OpenJade • OpenJade is an open source DSSSL execution engine available from SourceForge. • DSSSL is an ISO standard for typesetting specification and document conversion. • OpenJade reads DocBook DSSSL stylesheets and our local DSSSL stylesheets if any. • The DSSSL is executed by OpenJade upon SGML source text to write a final document for later loading into a word processor.
DocBook Post-Processing using Word Automation with Python/COM • DocBook/OpenJade emits RTF with different Word document style identifier names than in corporate Word DOT file. • Much faster to change document using Python/COM than to create document! • Cannibalized Python code from inserter first draft to create post-processor. • Reads RTF, changes, saves as final DOC.
Return on Investment 5 projects ranging from 30 BEACON files to 150, average about 75 files Each project has 2 releases per year where each file must generate hard copy.
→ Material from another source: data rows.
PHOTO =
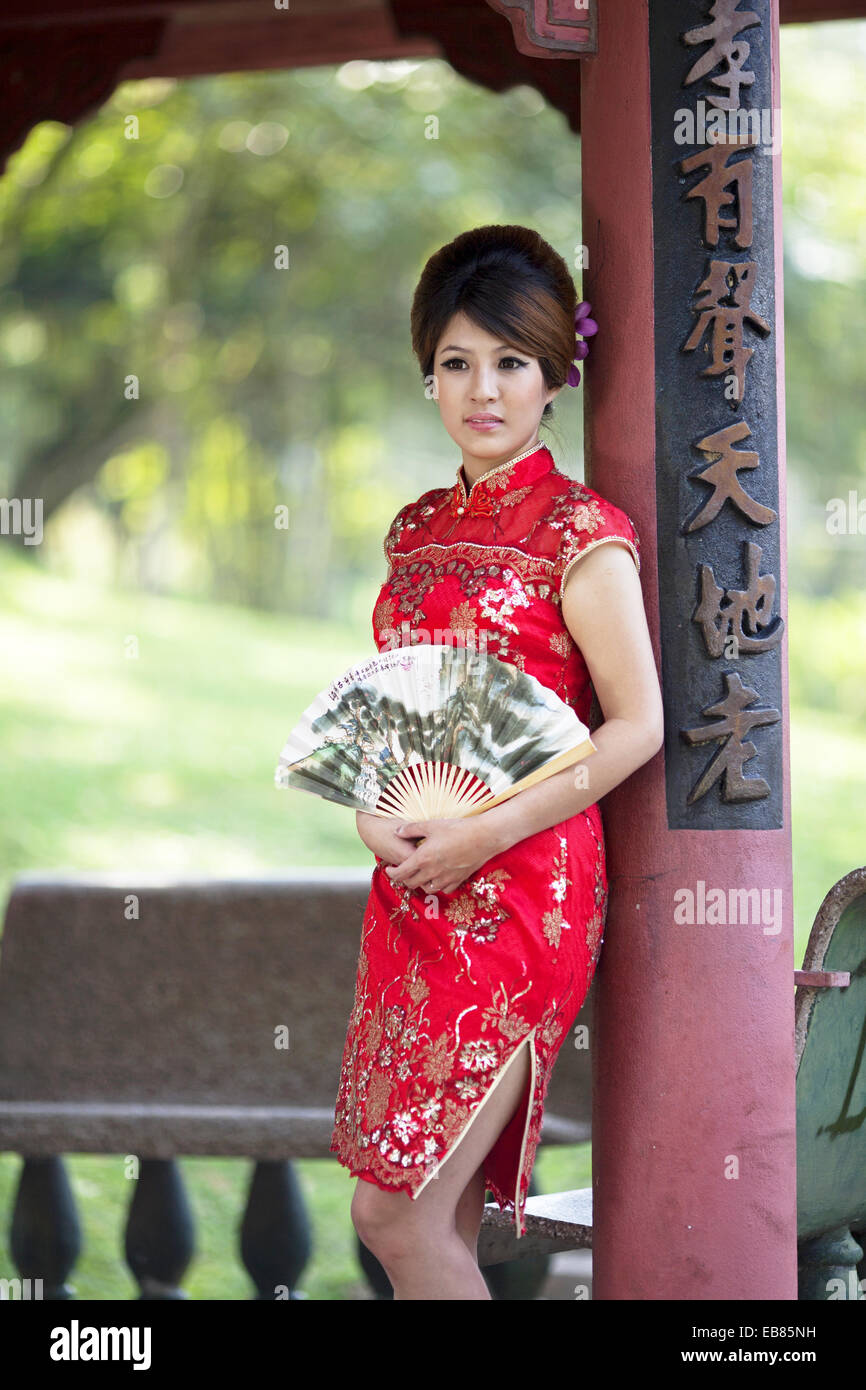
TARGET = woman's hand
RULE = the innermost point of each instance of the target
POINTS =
(451, 851)
(378, 834)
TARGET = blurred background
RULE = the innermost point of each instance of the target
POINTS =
(166, 635)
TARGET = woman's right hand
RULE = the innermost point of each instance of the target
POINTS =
(378, 834)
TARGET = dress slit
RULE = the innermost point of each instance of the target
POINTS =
(530, 1094)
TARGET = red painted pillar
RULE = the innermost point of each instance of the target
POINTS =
(694, 1104)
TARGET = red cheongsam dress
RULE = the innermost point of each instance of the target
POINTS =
(452, 984)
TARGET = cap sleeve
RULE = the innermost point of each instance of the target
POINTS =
(595, 521)
(394, 533)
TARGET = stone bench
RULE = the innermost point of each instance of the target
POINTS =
(160, 1018)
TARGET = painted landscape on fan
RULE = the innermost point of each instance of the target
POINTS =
(428, 731)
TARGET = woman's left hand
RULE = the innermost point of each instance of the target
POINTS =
(451, 851)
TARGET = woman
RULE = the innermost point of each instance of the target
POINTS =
(481, 934)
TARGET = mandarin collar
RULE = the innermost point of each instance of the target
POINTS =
(485, 494)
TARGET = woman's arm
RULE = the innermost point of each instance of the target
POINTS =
(602, 608)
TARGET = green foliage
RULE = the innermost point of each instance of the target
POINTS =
(168, 371)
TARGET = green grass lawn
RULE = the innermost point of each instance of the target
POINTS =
(142, 733)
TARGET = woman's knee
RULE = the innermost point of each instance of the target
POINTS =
(384, 1221)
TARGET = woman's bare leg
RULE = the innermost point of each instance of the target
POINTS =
(417, 1241)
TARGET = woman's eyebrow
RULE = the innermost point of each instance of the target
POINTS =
(456, 348)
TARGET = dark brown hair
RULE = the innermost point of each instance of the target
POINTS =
(512, 284)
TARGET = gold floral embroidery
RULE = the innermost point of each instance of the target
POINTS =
(384, 613)
(562, 644)
(462, 617)
(378, 1096)
(553, 920)
(502, 1015)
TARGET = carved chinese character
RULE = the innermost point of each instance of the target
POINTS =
(734, 723)
(722, 612)
(720, 34)
(716, 191)
(722, 476)
(726, 281)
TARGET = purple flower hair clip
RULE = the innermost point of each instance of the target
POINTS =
(584, 327)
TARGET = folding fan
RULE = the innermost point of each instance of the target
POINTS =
(430, 731)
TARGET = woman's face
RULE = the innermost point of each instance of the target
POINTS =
(476, 374)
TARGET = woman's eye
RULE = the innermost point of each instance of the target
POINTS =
(455, 362)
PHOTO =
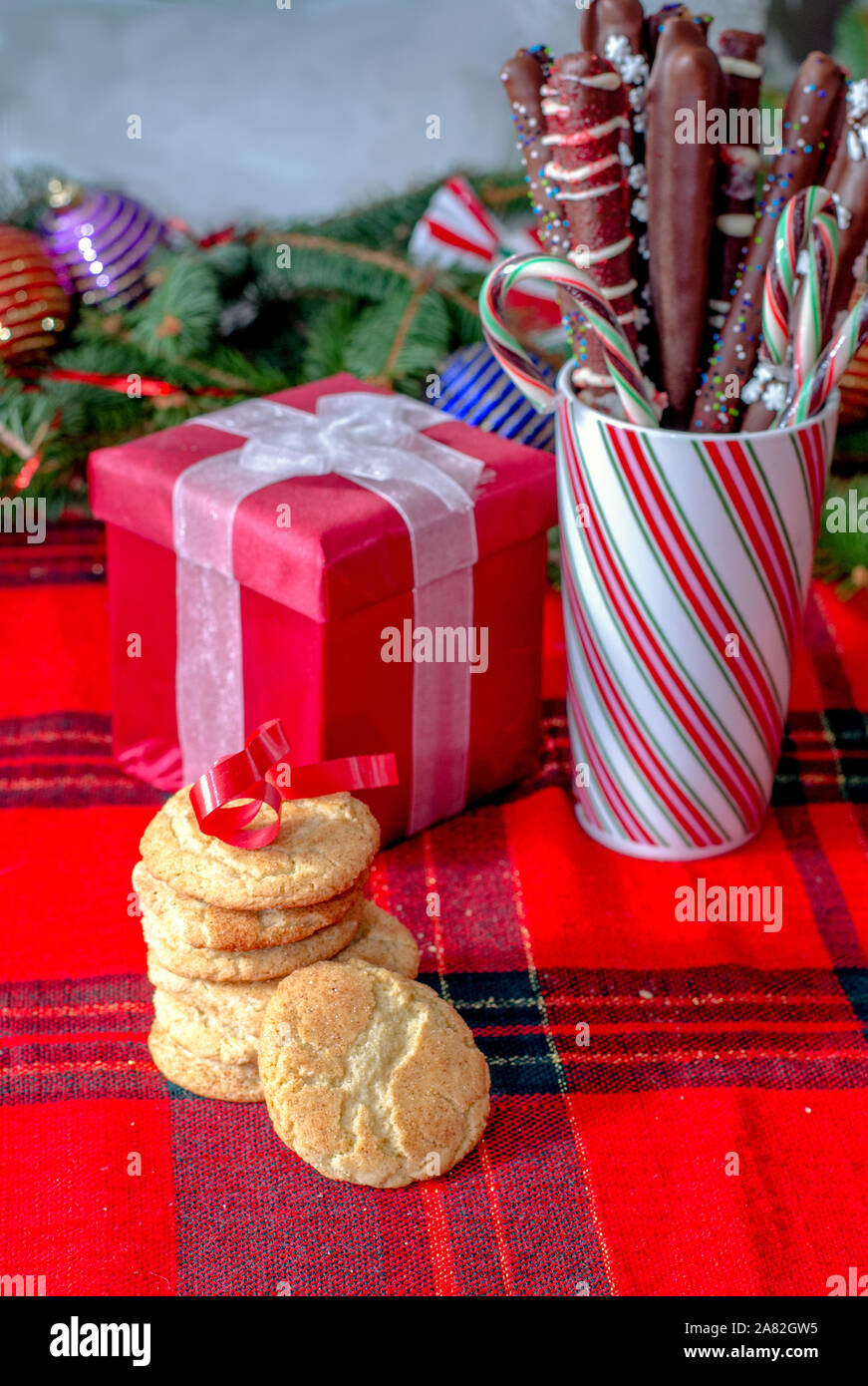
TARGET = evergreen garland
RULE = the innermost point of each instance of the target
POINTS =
(263, 311)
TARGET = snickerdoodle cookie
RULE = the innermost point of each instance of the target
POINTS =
(206, 1077)
(212, 1019)
(199, 924)
(258, 965)
(371, 1077)
(321, 849)
(383, 941)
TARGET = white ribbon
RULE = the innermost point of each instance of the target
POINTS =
(376, 441)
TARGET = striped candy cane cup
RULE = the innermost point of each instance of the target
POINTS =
(686, 561)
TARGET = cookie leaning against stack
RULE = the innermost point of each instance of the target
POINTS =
(276, 979)
(224, 923)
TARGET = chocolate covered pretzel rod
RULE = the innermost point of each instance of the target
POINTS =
(523, 78)
(686, 81)
(810, 120)
(655, 24)
(847, 183)
(587, 116)
(611, 18)
(736, 53)
(615, 29)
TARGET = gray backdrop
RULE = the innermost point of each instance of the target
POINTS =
(253, 111)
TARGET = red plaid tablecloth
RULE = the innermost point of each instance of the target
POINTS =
(607, 1169)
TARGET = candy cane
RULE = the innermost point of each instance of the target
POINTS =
(831, 366)
(626, 374)
(795, 304)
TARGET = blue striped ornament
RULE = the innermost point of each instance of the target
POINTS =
(475, 390)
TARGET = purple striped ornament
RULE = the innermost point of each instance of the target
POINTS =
(686, 564)
(100, 244)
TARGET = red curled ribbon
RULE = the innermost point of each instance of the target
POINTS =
(246, 775)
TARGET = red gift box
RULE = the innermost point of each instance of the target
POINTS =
(301, 597)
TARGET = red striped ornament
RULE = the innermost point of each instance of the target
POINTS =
(34, 308)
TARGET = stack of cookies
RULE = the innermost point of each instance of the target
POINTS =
(224, 924)
(277, 980)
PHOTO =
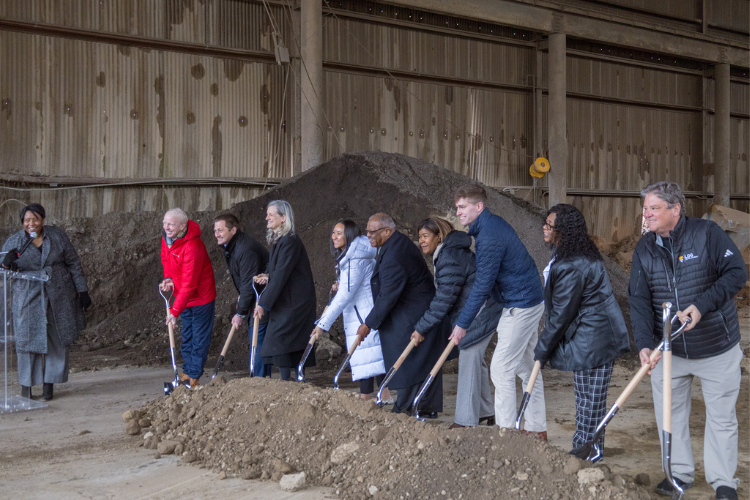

Previously (cut/paste by hand): Each project release: 1/5 * 75 * 4 hours = 60 hours 3/5 * 75 * 8 hours = 360 hours 1/5 * 75 * 16 hours = 240 hours ----- 660 hours Two releases per year: * 2 = 1,320 hours Five projects needing releases: * 5 = 6,600 hours Two year period (2002-2003) * 2 = 13,200 hours ------ Total effort avoided: 13,200 hours Automated: Automated releases over 2 year period: 160 hours My effort (12 * 140 hours per labor month): 1 680 hours Total investment: 1 840 hours Net effort avoided, 2002-3: 11 360 hours Net avoided by customers 2002-3 at $100/hour: 1 136 000 dollars Net labor years avoided 2002-3 at 1680 hours/year: 6.76 years Headcount avoided per year: 3.38 people ROI (Total effort avoided / total invested) 2002-3:7.17
Python and DocBook together • Python connects our department’s engineering specific islands of automation. • Python with DocBook created Word documents from engineering data. • The combination of an open language with an open standard eliminated a real-world business process bottleneck. • The return on investment was substantial.